CONSOB! NO SCOLA PER I FRATELLI DE BENEDETTI - PIAZZA AFFARI IN CALO DELLO 0,65% CON SPREAD GIU’ A 158 PUNTI – MPS IN VOLATA (+3,2%) - BPM POCO MOSSA MENTRE PARTE L’AUMENTO DA 500 MILIONI – DOMANI ENNESIMO INCONTRO BANCHE-SORGENIA

1-PIAZZA AFFARI CHIUDE IN CALO CON SPREAD GIU' A 158 PUNTI
Carlotta Scozzari per Dagospia

Piazza Affari chiude in rosso con il Ftse Mib in ribasso dello 0,65% a 21.639,96 punti una giornata difficile, in cui l'indice era arrivato a perdere anche ben più di un punto percentuale. A pesare, una volta ancora, le cattive notizie in arrivo dalla Russia e dall'Ucraina. Tuttavia, nel pomeriggio, i mercati finanziari hanno ridotto le perdite grazie a un dato macroeconomico positivo in arrivo dagli Stati Uniti. Nonostante le rinnovate tensioni geopolitiche, lo spread tra titoli di Stato italiani e tedeschi è di nuovo leggermente sceso, portandosi da 159 a 158 punti.

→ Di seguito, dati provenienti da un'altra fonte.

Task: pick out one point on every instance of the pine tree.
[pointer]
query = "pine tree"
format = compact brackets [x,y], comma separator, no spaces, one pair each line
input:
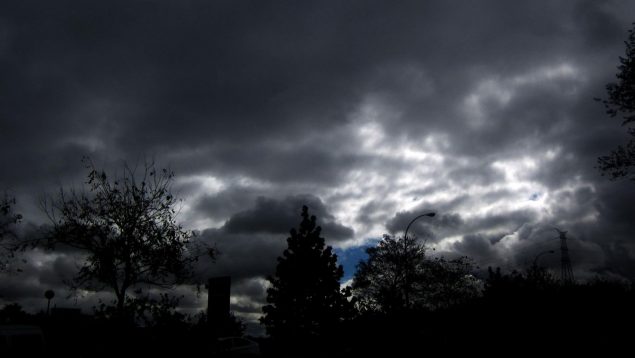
[305,299]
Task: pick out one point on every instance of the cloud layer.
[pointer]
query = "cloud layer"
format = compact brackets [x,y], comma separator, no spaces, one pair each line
[370,112]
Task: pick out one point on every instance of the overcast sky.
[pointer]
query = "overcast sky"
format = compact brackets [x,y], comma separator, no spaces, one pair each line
[369,112]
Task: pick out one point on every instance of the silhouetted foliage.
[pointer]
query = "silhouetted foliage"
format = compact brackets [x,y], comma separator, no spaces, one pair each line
[8,238]
[305,300]
[126,227]
[398,276]
[145,311]
[621,101]
[13,313]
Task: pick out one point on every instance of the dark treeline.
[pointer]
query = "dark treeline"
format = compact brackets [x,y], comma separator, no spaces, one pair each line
[402,301]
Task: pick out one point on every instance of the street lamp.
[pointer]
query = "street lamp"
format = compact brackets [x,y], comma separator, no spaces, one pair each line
[405,243]
[415,219]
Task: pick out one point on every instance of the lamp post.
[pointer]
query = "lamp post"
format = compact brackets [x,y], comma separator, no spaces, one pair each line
[407,266]
[49,294]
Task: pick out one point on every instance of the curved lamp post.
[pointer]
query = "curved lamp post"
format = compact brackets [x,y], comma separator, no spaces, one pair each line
[415,219]
[49,294]
[406,283]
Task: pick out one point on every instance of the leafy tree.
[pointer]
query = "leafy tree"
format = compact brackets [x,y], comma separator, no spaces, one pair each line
[126,227]
[621,101]
[8,238]
[398,276]
[305,299]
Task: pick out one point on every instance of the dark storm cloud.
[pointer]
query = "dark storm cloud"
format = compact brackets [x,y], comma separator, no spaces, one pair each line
[482,112]
[279,216]
[250,241]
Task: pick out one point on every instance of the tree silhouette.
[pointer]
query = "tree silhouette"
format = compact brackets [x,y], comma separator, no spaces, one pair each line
[8,238]
[621,101]
[126,227]
[397,276]
[305,299]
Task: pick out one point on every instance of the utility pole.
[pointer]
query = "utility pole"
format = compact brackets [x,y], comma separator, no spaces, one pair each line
[566,273]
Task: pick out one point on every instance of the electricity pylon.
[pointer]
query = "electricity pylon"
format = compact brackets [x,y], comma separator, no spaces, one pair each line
[566,273]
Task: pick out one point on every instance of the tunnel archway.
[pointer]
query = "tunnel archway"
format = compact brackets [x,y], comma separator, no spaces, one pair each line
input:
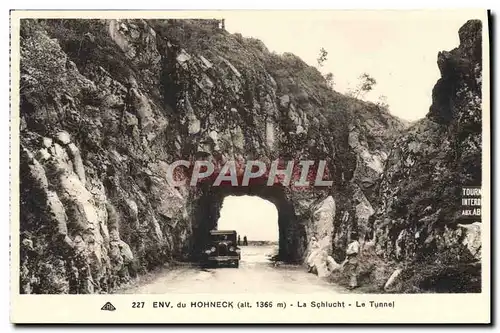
[208,204]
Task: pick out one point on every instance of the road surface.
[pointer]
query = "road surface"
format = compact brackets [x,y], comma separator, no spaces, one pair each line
[256,274]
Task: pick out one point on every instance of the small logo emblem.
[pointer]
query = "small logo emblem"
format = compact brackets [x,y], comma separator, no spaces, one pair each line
[108,307]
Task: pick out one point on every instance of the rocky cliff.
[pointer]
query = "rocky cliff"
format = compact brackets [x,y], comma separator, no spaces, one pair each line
[107,105]
[419,221]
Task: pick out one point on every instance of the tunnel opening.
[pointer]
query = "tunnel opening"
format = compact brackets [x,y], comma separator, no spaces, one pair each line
[208,203]
[254,218]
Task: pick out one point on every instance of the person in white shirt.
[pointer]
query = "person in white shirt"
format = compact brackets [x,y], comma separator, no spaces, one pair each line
[314,251]
[351,261]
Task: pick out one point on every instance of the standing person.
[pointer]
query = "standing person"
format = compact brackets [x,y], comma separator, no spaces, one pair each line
[351,261]
[312,254]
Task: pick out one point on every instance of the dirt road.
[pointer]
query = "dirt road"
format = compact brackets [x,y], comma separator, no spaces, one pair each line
[256,274]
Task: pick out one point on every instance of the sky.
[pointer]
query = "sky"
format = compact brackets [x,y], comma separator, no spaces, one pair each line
[398,49]
[251,216]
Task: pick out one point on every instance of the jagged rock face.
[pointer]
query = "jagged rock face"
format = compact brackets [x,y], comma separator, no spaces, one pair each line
[107,105]
[419,217]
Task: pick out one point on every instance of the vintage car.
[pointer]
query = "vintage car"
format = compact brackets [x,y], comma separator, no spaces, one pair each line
[222,248]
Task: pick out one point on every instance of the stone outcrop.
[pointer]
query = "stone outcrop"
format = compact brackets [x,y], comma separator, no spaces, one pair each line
[107,105]
[419,218]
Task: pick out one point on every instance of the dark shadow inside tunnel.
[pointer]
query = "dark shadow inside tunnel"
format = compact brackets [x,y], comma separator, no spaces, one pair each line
[207,210]
[254,218]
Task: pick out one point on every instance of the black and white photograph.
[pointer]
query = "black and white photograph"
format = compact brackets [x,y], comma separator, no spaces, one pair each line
[335,153]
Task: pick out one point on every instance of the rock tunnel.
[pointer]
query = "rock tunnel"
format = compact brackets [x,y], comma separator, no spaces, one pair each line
[292,234]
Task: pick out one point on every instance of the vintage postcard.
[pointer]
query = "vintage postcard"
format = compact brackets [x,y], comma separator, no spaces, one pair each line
[250,167]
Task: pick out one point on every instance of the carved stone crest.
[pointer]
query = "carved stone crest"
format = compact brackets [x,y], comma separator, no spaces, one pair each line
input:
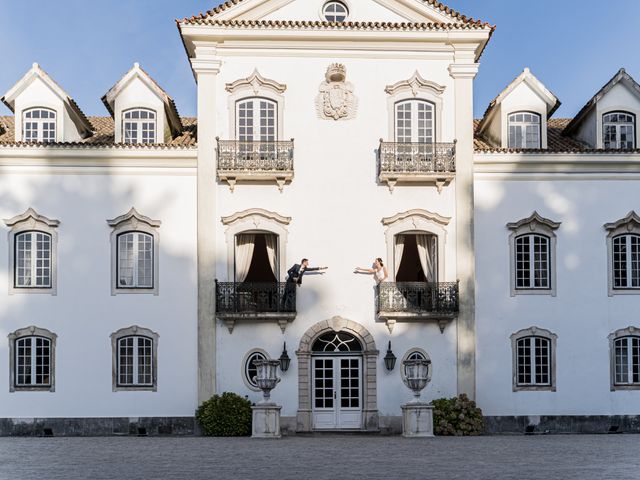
[336,99]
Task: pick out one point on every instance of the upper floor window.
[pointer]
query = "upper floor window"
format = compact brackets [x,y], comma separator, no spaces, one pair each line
[335,12]
[32,359]
[256,120]
[134,254]
[524,130]
[32,253]
[533,359]
[618,130]
[139,126]
[623,251]
[134,358]
[532,244]
[414,121]
[39,125]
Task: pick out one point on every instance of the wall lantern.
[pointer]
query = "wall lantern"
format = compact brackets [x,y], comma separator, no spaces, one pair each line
[285,361]
[389,359]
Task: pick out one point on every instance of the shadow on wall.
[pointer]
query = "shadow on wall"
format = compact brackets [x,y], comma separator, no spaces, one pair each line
[84,313]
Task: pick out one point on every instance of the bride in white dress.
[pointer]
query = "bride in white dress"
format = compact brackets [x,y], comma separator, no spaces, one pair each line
[378,270]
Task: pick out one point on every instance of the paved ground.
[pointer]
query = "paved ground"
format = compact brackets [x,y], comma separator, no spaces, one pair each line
[586,457]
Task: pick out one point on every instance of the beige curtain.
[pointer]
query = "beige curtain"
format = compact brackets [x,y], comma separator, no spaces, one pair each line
[425,250]
[272,251]
[399,250]
[245,243]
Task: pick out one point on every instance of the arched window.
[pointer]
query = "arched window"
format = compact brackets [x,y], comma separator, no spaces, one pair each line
[139,126]
[135,260]
[39,125]
[332,342]
[524,130]
[335,12]
[533,359]
[134,359]
[256,120]
[32,260]
[618,130]
[134,253]
[533,252]
[625,358]
[414,121]
[32,359]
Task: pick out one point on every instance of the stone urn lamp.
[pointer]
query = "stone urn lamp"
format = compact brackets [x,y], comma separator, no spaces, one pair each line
[417,416]
[266,414]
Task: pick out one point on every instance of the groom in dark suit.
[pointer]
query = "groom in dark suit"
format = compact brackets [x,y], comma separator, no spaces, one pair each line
[294,276]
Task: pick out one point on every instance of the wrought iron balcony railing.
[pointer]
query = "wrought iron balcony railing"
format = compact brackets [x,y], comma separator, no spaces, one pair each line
[255,160]
[415,162]
[418,300]
[255,301]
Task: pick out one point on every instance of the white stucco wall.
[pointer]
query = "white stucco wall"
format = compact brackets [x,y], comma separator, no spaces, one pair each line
[582,314]
[84,313]
[336,207]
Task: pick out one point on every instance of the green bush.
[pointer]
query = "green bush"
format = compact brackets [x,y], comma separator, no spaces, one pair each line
[457,416]
[226,415]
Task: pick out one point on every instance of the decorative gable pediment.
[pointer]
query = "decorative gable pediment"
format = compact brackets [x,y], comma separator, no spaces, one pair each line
[415,11]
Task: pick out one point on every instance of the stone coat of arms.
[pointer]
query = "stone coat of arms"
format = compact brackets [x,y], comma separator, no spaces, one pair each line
[336,100]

A Piazza Affari, la prima seduta della giornata ha ruotato intorno all'incontro annuale della Consob a Milano, che come tutti gli anni ha chiamato a raccolta i grandi protagonisti dela finanza. Nel suo intervento, il numero uno della Commissione di vigilanza, Giuseppe Vegas, ha fatto notare che in Italia e negli altri paesi più vulnerabili dell'area dell'euro emergono deboli segnali di ripresa con condizioni di maggiore distensione sui mercati finanziari e quotazioni azionarie in rialzo. In ogni caso, ha messo in guardia Vegas, si tratta di un "equilibrio fragile".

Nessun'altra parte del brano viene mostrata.